Of the more than two dozen companies ranked, Apple, Credo Mobile, Dropbox, Facebook, Google, Microsoft, Sonic.net, Twitter and Yahoo took top honors, earning the maximum six stars in each category studied.
AT&T and Amazon earned only two stars, while Snapchat was awarded just one.
A wealth of personal information and data is stored with Internet companies, and concerns over the handling of data have skyrocketed in the wake of disclosures about government spying, as well as cyberattacks and companies’ own policies and products.
The report’s findings are based on the actions companies take on matters relating to government user-data demands, as well as their stance on transparency. The report was based on publicly available data and records, and did not look at any secretive anti-surveillance measures the companies may have in place. Responses to national security requests cloaked by a gag order weren’t factored in either.
Companies were assessed based on six criteria: requiring a warrant for data; telling users about government data requests; publishing transparency reports; publishing law enforcement guidelines; fighting for users’ privacy in courts; and publicly opposing mass surveillance.
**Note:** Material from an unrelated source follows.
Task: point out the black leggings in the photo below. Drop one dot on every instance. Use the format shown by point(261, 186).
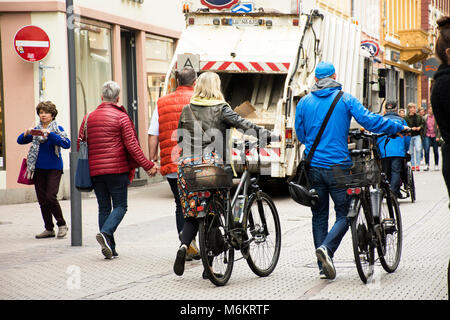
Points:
point(190, 230)
point(446, 165)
Following leaks made by former U.S. National Security Agency contractor Edward Snowden, more companies have sought to be more forthcoming in how they handle government demands for data. Companies such as AT&T, Verizon and Comcast issued their first-ever transparency reports during the period that EFF examined, and it’s partly why major companies like Google and Facebook ranked high on the list.
But others haven’t stepped up to the plate as much, according to the EFF. Snapchat earned only one star for publishing law enforcement guidelines, the report said. A Snapchat spokeswoman said the company routinely requires a search warrant when law enforcement comes knocking, but the nature of its service means often there is no content to divulge.
Amazon received two stars for requiring a search warrant and for fighting for users’ privacy in courts.
To develop its report, EFF collaborated with the data analysis company Silk to analyze trends in government access requests.
The EFF characterized the report’s findings as generally positive. “We saw a remarkable improvement in the areas we’ve been tracking,” said Cindy Cohn, legal director at the EFF, with nearly a year’s worth of Snowden leaks helping to lend public attention on the issues.
But researchers also lamented the government’s turtle-like pace in protecting users as the technology industry plows ahead. Even more troubling, the government has relied on legal uncertainties to gain greater access to user data, they said.
“Too often, technology companies are the weak link, providing the government with a honeypot of rich data,” the EFF’s report said.